Practical Implications and Theoretical Significance

An immediate practical implication arises concerning architecture selection. Hanin's results implore practitioners to pursue architectures minimizing $\beta$ , thereby reducing gradient fluctuation magnitude and circumventing EVGP. Specifically, given fixed depth and the number of total parameters, hidden layer neurons should be distributed as evenly as possible across layers—analogous to optimizing the power-mean inequality for architectural symmetricity.

The theoretical implications extend to refining our understanding of finite-width effects on deep networks situated at the edge of chaos.
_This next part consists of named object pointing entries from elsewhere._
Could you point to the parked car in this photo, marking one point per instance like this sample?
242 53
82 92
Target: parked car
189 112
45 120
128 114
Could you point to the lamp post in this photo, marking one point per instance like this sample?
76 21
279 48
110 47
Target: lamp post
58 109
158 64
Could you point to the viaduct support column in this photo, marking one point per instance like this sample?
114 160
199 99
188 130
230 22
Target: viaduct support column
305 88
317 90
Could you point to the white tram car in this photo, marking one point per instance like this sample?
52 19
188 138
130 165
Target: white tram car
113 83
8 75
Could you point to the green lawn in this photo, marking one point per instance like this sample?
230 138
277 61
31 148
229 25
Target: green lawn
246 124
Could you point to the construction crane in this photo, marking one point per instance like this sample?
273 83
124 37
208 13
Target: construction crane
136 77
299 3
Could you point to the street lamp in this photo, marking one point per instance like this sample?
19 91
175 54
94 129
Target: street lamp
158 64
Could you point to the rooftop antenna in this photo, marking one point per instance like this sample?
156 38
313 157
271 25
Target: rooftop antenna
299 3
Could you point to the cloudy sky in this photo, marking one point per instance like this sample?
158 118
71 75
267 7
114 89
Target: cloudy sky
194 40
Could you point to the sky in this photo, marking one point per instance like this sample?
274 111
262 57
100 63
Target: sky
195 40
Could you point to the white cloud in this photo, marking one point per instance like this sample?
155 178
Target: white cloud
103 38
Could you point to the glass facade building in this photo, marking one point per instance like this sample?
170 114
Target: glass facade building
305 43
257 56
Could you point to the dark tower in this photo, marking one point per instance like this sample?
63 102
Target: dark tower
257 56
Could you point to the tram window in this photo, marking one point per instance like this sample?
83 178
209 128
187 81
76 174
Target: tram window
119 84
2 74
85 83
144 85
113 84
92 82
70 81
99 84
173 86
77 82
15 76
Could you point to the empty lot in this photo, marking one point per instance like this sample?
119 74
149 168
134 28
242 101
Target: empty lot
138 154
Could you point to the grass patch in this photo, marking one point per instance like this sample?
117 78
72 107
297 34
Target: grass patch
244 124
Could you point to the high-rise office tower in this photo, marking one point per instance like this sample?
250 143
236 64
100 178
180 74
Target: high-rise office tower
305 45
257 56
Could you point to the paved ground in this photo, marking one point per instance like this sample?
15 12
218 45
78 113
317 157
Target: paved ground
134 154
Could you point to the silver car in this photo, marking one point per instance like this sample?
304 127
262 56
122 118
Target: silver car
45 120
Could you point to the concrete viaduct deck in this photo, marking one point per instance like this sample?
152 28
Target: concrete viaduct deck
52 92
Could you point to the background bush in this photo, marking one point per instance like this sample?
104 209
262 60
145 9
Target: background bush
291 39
By rigorously proving finite-width corrections—long a focus of mean field limits—this paper bridges a gap in EVGP literature between infinite and finite network settings.

Reflection and Future Directions

While the paper offers substantial insights for $\Relu$ networks, a limitation lies in its confinement to fully connected architectures, leaving other types such as convolutional, residual, and recurrent networks for future exploration. Furthermore, the paper presumes independence and zero-centeredness of non-zero weights, constraining its direct applicability to orthogonal initializations or biased weights.

Anticipated future work endeavors to generalize these qualitative findings to other network types and investigate potential modifications to incorporate orthogonal and other weight initializations into this robust framework. In conclusion, Hanin's work critically advances our quantitative and theoretical grasp on how and why deep network architectures either succumb to or overcome the gradient issues that can hinder their training efficacy.